How to write query on column with list of delimited categories

Question

Post reply

How to write query on column with list of delimited categories

halifaxdal

SSCoach

Points: 19741

February 13, 2020 at 9:57 pm

Go to Answer

#3725773

I have to deal with a table with schema designed as below:

CREATE TABLE [dbo].[UseCase]
(
[Id] [int] IDENTITY(1,1) NOT NULL,
[UseCase] [text] NOT NULL,
[Comment] [nvarchar](40) NOT NULL,
[Categories] [nvarchar](255) NULL
)

GO

INSERT INTO [dbo].[UseCase] ([UseCase], [Comment], [Categories])
VALUES ('This is use case 1', 'This is comment 1 for use case 1', 'Cat1|cat3|cat9')
INSERT INTO [dbo].[UseCase] ([UseCase], [Comment], [Categories])
VALUES ('This is use case 2', 'This is comment 1 for use case 2', 'Cat2|cat9')
INSERT INTO [dbo].[UseCase] ([UseCase], [Comment], [Categories])
VALUES ('This is use case 3', 'This is comment 1 for use case 3', 'Cat1|cat3')
INSERT INTO [dbo].[UseCase] ([UseCase], [Comment], [Categories])
VALUES ('This is use case 4', 'This is comment 1 for use case 4', 'Cat1|cat4')
INSERT INTO [dbo].[UseCase] ([UseCase], [Comment], [Categories])
VALUES ('This is use case 5', 'This is comment 1 for use case 5', 'Cat5')
INSERT INTO [dbo].[UseCase] ([UseCase], [Comment], [Categories])
VALUES ('This is use case 6', 'This is comment 1 for use case 6', 'Cat6|cat8')
INSERT INTO [dbo].[UseCase] ([UseCase], [Comment], [Categories])
VALUES ('This is use case 7', 'This is comment 1 for use case 7', 'Cat3|cat8')
INSERT INTO [dbo].[UseCase] ([UseCase], [Comment], [Categories])
VALUES ('This is use case 8', 'This is comment 1 for use case 8', 'Cat1|cat3|cat9')

Note the Categories column is a string with pipe | as delimiter.

Can anyone share your thought on how to write a query to get the stats like how many use cases of each category?

Cat1 4
Cat2 1
Cat3 4
Cat4 1
Cat5 1
Cat6 1
Cat7 0
Cat8 2
Cat9 9

Thank you very much.

This topic was modified 4 years, 9 months ago by halifaxdal. Reason: This question is for SQL2008R2

Steve Collins

SSCrazy

Points: 2155
More actions
February 14, 2020 at 2:54 pm
Answer
#3725930
pietlinden wrote:
That was cheating-level easy... except you need a helper function, Jeff Moden's DelimitedSplit8K function. It's here https://www.sqlservercentral.com/articles/tally-oh-an-improved-sql-8k-“csv-splitter”-function%5B/quote%5D
The OP is splitting nvarchar(255) and Jeff's other splitter 'DelimitedSplitN4K' targets nvarchar. Also no subquery needed here.
```
select
  ds.Item,
  count(*) string_count
from
  dbo.UseCase u
 cross apply
  dbo.DelimitedSplitN4K(u.[Categories], N'|') ds
where
  ds.Item<> ''
group by
  ds.Item;
```
- This reply was modified 4 years, 9 months ago by Steve Collins.
Aus dem Paradies, das Cantor uns geschaffen, soll uns niemand vertreiben können

Viewing 10 posts - 1 through 9 (of 9 total)

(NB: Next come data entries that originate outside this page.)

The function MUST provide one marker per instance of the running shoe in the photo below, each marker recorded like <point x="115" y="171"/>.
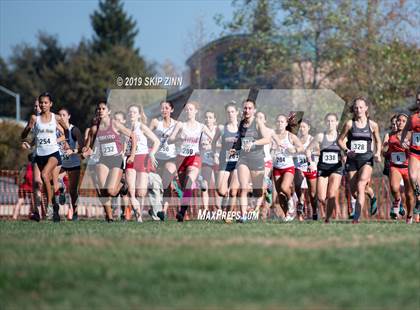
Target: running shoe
<point x="351" y="215"/>
<point x="269" y="197"/>
<point x="300" y="211"/>
<point x="161" y="215"/>
<point x="62" y="197"/>
<point x="393" y="215"/>
<point x="373" y="206"/>
<point x="417" y="207"/>
<point x="56" y="215"/>
<point x="401" y="211"/>
<point x="177" y="189"/>
<point x="291" y="213"/>
<point x="124" y="188"/>
<point x="180" y="217"/>
<point x="202" y="185"/>
<point x="289" y="218"/>
<point x="50" y="212"/>
<point x="35" y="217"/>
<point x="153" y="215"/>
<point x="137" y="215"/>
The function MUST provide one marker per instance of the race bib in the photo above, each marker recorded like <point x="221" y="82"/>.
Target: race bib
<point x="416" y="139"/>
<point x="359" y="146"/>
<point x="44" y="141"/>
<point x="246" y="141"/>
<point x="109" y="149"/>
<point x="232" y="157"/>
<point x="164" y="147"/>
<point x="302" y="160"/>
<point x="330" y="158"/>
<point x="187" y="149"/>
<point x="208" y="156"/>
<point x="398" y="158"/>
<point x="280" y="159"/>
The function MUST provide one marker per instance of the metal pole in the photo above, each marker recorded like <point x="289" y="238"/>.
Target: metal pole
<point x="18" y="108"/>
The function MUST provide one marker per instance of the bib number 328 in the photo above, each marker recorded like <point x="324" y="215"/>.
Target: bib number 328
<point x="359" y="147"/>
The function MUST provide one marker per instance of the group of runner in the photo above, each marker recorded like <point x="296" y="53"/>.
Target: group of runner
<point x="241" y="165"/>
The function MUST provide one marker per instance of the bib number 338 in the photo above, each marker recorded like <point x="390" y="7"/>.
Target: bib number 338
<point x="109" y="149"/>
<point x="359" y="147"/>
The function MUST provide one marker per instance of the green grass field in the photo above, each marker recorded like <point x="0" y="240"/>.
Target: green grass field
<point x="201" y="265"/>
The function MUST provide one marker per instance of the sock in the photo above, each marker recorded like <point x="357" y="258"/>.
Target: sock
<point x="186" y="197"/>
<point x="353" y="202"/>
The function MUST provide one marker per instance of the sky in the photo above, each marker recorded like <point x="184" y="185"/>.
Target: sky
<point x="165" y="27"/>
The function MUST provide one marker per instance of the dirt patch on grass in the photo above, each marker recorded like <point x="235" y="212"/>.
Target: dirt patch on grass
<point x="294" y="243"/>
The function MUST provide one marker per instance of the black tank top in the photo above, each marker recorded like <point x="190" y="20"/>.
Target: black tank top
<point x="248" y="135"/>
<point x="330" y="153"/>
<point x="229" y="139"/>
<point x="359" y="140"/>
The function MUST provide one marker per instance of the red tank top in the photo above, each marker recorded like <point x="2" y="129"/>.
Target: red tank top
<point x="27" y="181"/>
<point x="398" y="155"/>
<point x="415" y="128"/>
<point x="109" y="141"/>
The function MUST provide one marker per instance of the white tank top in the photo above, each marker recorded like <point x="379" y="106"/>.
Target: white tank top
<point x="282" y="158"/>
<point x="141" y="147"/>
<point x="46" y="137"/>
<point x="166" y="151"/>
<point x="207" y="154"/>
<point x="267" y="150"/>
<point x="73" y="160"/>
<point x="190" y="140"/>
<point x="301" y="160"/>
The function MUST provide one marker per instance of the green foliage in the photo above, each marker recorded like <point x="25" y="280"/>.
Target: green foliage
<point x="12" y="156"/>
<point x="112" y="27"/>
<point x="78" y="76"/>
<point x="352" y="47"/>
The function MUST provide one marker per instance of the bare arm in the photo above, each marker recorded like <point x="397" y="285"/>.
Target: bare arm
<point x="216" y="138"/>
<point x="343" y="136"/>
<point x="150" y="135"/>
<point x="266" y="134"/>
<point x="130" y="134"/>
<point x="385" y="144"/>
<point x="297" y="143"/>
<point x="314" y="145"/>
<point x="153" y="124"/>
<point x="63" y="125"/>
<point x="29" y="126"/>
<point x="177" y="128"/>
<point x="378" y="143"/>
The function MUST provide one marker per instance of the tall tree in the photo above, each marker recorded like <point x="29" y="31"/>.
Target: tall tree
<point x="112" y="27"/>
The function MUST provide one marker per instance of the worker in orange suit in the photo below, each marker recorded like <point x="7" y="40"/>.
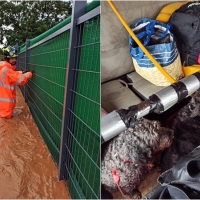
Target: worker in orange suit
<point x="9" y="79"/>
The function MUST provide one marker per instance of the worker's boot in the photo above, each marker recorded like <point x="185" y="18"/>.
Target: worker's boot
<point x="16" y="112"/>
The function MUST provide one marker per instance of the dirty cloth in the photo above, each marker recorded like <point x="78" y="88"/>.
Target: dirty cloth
<point x="26" y="166"/>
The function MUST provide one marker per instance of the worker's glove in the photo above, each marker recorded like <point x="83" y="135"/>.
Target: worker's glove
<point x="32" y="71"/>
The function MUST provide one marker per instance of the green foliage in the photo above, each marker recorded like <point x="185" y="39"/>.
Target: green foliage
<point x="29" y="19"/>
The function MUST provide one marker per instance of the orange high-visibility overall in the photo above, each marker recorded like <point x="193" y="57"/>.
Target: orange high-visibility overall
<point x="8" y="81"/>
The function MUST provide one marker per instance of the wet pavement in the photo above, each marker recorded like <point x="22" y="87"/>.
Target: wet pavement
<point x="26" y="166"/>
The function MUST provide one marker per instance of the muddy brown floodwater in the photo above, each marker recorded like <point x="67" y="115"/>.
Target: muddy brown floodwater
<point x="26" y="166"/>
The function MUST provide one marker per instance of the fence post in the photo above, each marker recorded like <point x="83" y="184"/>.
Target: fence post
<point x="26" y="66"/>
<point x="78" y="9"/>
<point x="17" y="48"/>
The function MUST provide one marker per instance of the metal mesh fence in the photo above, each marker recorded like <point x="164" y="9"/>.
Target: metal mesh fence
<point x="45" y="93"/>
<point x="84" y="130"/>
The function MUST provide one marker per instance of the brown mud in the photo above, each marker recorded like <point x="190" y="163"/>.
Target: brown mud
<point x="26" y="166"/>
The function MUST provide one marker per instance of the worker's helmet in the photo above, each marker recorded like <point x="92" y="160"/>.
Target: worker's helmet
<point x="9" y="52"/>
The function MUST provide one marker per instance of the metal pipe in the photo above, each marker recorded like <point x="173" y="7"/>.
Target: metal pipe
<point x="115" y="122"/>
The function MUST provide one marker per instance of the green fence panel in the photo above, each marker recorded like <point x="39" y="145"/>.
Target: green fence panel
<point x="46" y="89"/>
<point x="45" y="98"/>
<point x="85" y="154"/>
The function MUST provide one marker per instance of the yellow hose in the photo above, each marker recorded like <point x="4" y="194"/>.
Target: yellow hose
<point x="171" y="80"/>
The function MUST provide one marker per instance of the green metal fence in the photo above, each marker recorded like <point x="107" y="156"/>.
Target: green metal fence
<point x="54" y="102"/>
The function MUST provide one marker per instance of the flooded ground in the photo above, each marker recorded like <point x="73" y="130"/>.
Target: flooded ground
<point x="26" y="167"/>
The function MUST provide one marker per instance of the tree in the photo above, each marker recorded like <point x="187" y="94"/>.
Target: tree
<point x="20" y="20"/>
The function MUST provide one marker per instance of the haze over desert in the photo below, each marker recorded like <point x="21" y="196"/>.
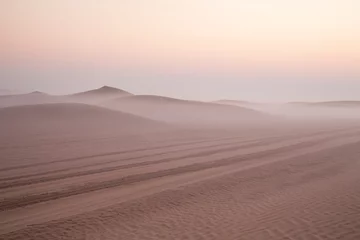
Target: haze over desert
<point x="180" y="120"/>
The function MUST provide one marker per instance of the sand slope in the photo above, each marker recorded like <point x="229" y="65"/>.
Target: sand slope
<point x="282" y="183"/>
<point x="185" y="112"/>
<point x="30" y="99"/>
<point x="99" y="95"/>
<point x="61" y="118"/>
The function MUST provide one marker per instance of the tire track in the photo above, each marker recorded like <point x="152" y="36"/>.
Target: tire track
<point x="16" y="202"/>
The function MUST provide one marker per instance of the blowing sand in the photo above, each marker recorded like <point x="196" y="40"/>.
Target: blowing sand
<point x="285" y="182"/>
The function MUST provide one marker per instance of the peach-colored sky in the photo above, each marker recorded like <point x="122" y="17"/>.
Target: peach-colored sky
<point x="248" y="41"/>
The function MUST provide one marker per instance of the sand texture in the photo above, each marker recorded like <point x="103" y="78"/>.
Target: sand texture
<point x="286" y="182"/>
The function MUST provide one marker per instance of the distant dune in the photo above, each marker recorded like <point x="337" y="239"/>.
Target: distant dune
<point x="68" y="117"/>
<point x="233" y="102"/>
<point x="330" y="104"/>
<point x="183" y="111"/>
<point x="30" y="99"/>
<point x="99" y="95"/>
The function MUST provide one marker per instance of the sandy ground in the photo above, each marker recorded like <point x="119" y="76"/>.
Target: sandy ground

You must be logged in to reply to this topic. Login to reply

pietlinden SSC Guru Points: 63500 More actions · Answer 1

That was cheating-level easy... except you need a helper function, Jeff Moden's DelimitedSplit8K function. It's here https://www.sqlservercentral.com/articles/tally-oh-an-improved-sql-8k-“csv-splitter”-function

Here's the SQL:

SELECT x.Item AS Category
 , COUNT(*) AS UseCaseCount
FROM 
(
 SELECT ID
  , Categories
  , ds.itemNumber
  , ds.Item
 FROM dbo.UseCase
 CROSS APPLY Teest.dbo.DelimitedSplit8K(Categories,'|') ds
) x
GROUP BY x.Item;

MVDBA (Mike Vessey) SSC-Insane Points: 21797 More actions · Answer 2

Sorry to jeff, but i'm going to make light of the split functionality, it ends up in a function that goes RBAR - Use a TVP instead

again - sorry jeff, but splitting strings is not what SQL was designed for.

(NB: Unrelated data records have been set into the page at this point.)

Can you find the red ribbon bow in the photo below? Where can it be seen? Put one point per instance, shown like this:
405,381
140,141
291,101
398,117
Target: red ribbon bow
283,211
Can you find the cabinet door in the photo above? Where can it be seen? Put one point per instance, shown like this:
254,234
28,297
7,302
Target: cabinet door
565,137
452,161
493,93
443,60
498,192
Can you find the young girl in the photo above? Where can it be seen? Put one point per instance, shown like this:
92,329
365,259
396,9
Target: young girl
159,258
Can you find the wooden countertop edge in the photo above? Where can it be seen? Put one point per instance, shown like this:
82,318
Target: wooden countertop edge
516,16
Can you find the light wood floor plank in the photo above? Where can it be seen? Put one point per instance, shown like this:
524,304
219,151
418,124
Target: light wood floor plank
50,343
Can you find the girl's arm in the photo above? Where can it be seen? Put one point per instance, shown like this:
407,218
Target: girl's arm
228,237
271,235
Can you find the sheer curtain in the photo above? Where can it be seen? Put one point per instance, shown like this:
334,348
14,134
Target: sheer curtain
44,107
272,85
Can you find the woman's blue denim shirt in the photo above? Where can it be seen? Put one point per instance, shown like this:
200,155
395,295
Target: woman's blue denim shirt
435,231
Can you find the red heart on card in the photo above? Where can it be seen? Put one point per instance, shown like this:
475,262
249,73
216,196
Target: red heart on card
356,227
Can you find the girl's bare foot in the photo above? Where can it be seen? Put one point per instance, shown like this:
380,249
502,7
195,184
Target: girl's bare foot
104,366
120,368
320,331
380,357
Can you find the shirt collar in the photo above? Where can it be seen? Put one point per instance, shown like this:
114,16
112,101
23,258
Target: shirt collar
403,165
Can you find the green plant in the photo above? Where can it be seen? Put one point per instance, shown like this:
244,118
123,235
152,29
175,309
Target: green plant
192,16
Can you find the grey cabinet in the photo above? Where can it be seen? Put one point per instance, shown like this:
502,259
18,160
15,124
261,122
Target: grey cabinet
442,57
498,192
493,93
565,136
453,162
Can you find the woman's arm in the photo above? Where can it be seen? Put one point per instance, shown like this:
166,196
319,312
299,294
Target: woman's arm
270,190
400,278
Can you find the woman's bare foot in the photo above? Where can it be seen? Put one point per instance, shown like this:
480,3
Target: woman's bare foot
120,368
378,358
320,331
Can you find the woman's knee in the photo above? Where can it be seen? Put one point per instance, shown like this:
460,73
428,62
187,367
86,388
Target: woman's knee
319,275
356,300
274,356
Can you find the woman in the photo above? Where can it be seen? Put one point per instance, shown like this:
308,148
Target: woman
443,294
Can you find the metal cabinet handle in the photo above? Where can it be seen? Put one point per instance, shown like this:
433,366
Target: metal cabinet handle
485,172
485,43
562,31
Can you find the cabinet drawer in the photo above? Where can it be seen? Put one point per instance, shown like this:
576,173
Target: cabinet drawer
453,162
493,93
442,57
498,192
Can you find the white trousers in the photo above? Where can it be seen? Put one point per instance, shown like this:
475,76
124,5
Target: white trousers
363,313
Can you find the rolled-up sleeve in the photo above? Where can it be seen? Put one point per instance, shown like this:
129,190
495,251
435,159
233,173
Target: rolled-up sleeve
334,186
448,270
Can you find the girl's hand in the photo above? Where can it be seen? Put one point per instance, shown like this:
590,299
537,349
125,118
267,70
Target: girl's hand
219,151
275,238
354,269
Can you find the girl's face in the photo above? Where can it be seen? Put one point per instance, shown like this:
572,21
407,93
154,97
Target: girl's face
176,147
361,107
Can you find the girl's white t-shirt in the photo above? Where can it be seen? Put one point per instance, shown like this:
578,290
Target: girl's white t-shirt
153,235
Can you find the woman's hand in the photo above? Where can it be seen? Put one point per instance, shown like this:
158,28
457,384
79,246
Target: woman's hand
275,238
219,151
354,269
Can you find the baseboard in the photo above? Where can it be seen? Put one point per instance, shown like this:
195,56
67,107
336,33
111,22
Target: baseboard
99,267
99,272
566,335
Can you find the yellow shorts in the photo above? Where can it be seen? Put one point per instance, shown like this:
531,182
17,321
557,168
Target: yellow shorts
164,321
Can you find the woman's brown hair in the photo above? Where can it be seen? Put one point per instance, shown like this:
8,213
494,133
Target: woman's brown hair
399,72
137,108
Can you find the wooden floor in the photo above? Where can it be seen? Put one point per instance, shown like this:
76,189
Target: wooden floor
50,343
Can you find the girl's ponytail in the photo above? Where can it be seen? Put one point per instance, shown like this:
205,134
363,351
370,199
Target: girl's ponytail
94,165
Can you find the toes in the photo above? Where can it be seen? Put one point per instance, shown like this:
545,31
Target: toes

Grant keeps nagging me about using profiler, I figure that I might start nagging you about TVP 🙂

MVDBA

ChrisM@Work SSC Guru Points: 186127 More actions · Answer 3

MVDBA (Mike Vessey) wrote:

Sorry to jeff, but i'm going to make light of the split functionality, it ends up in a function that goes RBAR - Use a TVP instead
again - sorry jeff, but splitting strings is not what SQL was designed for.
Grant keeps nagging me about using profiler, I figure that I might start nagging you about TVP 🙂

How might you implement this "TVP" solution, Mike?

I'm quite familiar with the DelimitedSplit8K function, I certainly wouldn't describe it as RBAR because it's a set-based solution. There's no programmatically stepping through of rows which is how we identify a process as RBAR.

^{“Write the query the simplest way. If through testing it becomes clear that the performance is inadequate, consider alternative query forms.” - Gail Shaw}

For fast, accurate and documented assistance in answering your questions, please read this article.
Understanding and using APPLY, (I) and (II) Paul White
Hidden RBAR: Triangular Joins / The "Numbers" or "Tally" Table: What it is and how it replaces a loop Jeff Moden

Steve Collins SSCrazy Points: 2155 More actions · Answer 4

Not sure what TVP has to do with this. Could you provide a solution?

So I realize the OP is working with 2008R2 here. Also in 2016 the string_split() function was added. However, the string_split function only accepts single character delimiters. What if someone needs more than that? Ha, here's a Json splitter that accepts delimiters of up to 3 characters (it's adjustable in the tvf). Instead of splitting the string it does search/replace of the delimiters with json markup and queries the nested arrays. 1 row was added to the test set to include extra commas and delimiters to test with. Also the TEXT column type (which is to be avoided) in the sample table was changed to nvarchar(4000). No idea how efficient this is compared to alternatives.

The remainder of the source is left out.